I stared at the lighter, turning it on and off. I had been here, in this century, for six months now, and I still couldn't help being infatuated with even the simplest things. Like a lighter, or a light bulb. It is amazing how you could push a button and an entire room would be lit. I couldn't get over the fact that the easiest things were accessible in the easiest ways.
Another thing I couldn't get over is that Miranda had read the book Wuthering Heights, my book, over and over again, and still cared about me. She knew how horrible I is. She knew how evil I could be, but she still loved me. I couldn't wrap my head around it.
I am reading Wuthering Heights now. I am almost finished. The more I read it, the more I miss my darling Kathy. The more I read it, the more I realize that if I went back home I wouldn't be able to take Miranda with me. The more I read it the more I realize that I have to chose between them. Do I choose the girl I have loved since I is a boy, Katharine, or Kathy's four times great granddaughter, Miranda. Kathy is beautiful, but selfish. Miranda is beautiful, innocent, but me being with her is corrupting her.
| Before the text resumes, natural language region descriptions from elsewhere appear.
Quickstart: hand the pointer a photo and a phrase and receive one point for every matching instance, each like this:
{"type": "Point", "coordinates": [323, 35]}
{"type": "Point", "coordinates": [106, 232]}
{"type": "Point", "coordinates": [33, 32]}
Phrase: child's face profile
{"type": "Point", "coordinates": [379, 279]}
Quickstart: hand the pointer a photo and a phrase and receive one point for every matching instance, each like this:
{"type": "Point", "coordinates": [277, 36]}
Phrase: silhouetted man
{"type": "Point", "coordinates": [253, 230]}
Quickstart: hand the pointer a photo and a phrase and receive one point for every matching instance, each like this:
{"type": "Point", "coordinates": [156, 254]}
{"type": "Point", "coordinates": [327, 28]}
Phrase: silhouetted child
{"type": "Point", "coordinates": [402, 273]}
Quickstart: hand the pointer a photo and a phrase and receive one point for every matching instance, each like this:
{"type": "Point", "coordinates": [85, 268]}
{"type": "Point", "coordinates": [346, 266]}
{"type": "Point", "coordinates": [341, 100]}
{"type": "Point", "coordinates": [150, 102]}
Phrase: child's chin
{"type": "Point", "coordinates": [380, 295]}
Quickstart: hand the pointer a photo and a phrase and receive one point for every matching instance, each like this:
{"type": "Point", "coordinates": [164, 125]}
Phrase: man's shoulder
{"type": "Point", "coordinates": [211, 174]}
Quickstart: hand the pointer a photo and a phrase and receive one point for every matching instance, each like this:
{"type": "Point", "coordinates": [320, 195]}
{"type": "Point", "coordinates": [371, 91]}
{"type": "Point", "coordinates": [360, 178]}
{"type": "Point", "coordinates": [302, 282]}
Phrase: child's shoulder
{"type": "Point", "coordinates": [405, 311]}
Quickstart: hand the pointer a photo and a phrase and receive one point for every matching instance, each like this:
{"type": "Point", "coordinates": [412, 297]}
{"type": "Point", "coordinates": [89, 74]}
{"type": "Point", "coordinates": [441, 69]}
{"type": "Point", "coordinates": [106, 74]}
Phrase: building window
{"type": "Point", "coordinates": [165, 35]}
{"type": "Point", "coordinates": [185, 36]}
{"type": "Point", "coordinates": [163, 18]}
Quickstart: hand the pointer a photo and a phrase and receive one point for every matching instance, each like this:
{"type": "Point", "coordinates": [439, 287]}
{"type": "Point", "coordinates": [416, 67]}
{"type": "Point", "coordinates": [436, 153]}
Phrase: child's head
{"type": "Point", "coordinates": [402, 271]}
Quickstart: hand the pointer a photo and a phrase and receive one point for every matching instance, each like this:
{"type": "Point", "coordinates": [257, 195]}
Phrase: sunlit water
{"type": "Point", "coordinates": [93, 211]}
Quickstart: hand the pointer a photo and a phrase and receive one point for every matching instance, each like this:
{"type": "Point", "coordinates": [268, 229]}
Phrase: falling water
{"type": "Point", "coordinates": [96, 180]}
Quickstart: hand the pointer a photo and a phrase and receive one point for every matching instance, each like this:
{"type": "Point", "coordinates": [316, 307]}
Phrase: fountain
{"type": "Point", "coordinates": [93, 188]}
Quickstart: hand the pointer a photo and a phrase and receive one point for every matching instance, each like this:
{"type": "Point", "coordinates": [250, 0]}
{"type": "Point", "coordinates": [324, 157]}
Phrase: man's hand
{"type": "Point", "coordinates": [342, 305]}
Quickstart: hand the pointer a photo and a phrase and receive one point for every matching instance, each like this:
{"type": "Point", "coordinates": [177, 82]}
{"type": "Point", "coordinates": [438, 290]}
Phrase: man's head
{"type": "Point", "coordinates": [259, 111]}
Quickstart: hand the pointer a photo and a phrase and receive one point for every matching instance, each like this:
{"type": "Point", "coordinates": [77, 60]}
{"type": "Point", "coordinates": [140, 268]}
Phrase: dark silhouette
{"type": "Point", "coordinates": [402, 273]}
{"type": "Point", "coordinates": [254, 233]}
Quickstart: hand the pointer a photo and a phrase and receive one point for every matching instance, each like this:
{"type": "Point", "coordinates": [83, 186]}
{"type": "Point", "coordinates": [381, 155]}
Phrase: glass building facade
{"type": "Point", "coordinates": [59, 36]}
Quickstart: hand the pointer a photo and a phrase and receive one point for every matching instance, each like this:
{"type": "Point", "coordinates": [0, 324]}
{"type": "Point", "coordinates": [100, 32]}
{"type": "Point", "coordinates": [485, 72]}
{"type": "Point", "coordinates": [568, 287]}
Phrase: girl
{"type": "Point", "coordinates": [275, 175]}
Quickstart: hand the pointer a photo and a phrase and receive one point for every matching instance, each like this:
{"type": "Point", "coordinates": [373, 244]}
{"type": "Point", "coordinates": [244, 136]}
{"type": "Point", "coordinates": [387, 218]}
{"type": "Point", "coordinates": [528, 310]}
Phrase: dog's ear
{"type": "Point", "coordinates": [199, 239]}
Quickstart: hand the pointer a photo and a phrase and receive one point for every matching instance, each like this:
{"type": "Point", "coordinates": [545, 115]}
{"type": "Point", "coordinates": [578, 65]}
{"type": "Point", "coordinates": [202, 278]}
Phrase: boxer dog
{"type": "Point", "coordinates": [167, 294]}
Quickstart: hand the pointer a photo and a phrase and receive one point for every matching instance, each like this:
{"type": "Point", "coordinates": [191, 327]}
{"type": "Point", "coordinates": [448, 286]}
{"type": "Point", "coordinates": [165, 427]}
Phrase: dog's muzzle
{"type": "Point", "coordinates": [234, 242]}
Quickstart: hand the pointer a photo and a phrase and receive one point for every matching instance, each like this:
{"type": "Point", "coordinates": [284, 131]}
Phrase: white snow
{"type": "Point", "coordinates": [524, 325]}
I must not, I cannot, corrupt her, destroy her soul.
I love Kathy, and I love Miranda. So, I must choose between them; do I want to corrupt the innocent, or do I want to be neglected by the selfish?
I close my eyes and take a deep breath. Now is a time for quiet. Now is a time for peace. I chanted this to myself as I did most nights. It is the Christmas break and I am alone. This meant I am stuck with a faculty of teachers that judge me. The worst part of that is that they are not, as Miranda says, judging a book by its cover. The book, Wuthering Heights, is just as horrible on the inside as it is on the outside.
I squeezed my eyes shut and try the old age method of counting sheep.
Five sheep. This.
Six sheep. Is.
Seven sheep. Boring.
I stand up and storm out of my bedroom. I am tired, cold and lonely. I miss Kathy, and I miss Miranda. I am tired of missing them. I am tired of staying up late thinking about them. I am tired of wanting to hold Miranda and never letting go. I am tired of my heart breaking over and over again because of Kathy. I am sick of knowing that no matter who I choose I will end up back in the 19th century without Miranda and with Kathy hating me.
I just can't stand it anymore.
I want out. I want to go home. I want to stay. I want in. I want Miranda. I want Kathy. Everything is just so controversial. Everything is just so selfish. I am just so selfish.
I have always looked at what I want. Now is the time to look at what I need. I need… I need… I need…. I don't know what I need. I thought I needed Kathy to survive, but now I'm not so sure. I thought I needed power to survive, but it creates problems. I see that now. I want to stop it. I want to go back, back when my father was still alive. He would've known what to do. He always did.
I look around me and see where my feet have taken me. I was under the tree where I last saw Miranda.
I look around and take in the sight. It looks different in the night. The tree was much more sinister. It draped down to the ground like a spider looking down at its prey, laughing at its weak demeanor. It had ghostly hands that swayed suddenly with the wind. I walk toward the tree and put my hand on its rough trunk. It felt like an over ripe walnut. Dry and crinkly. It felt like my heart. Old and tried. I put my back to the tree and began to slide down. The tree rubbing against my back hurt, but I didn't care.
I butt landed on the damp ground and I let my head loll to the side.
All I wanted was sleep, and I hoped this tree would bring it to me.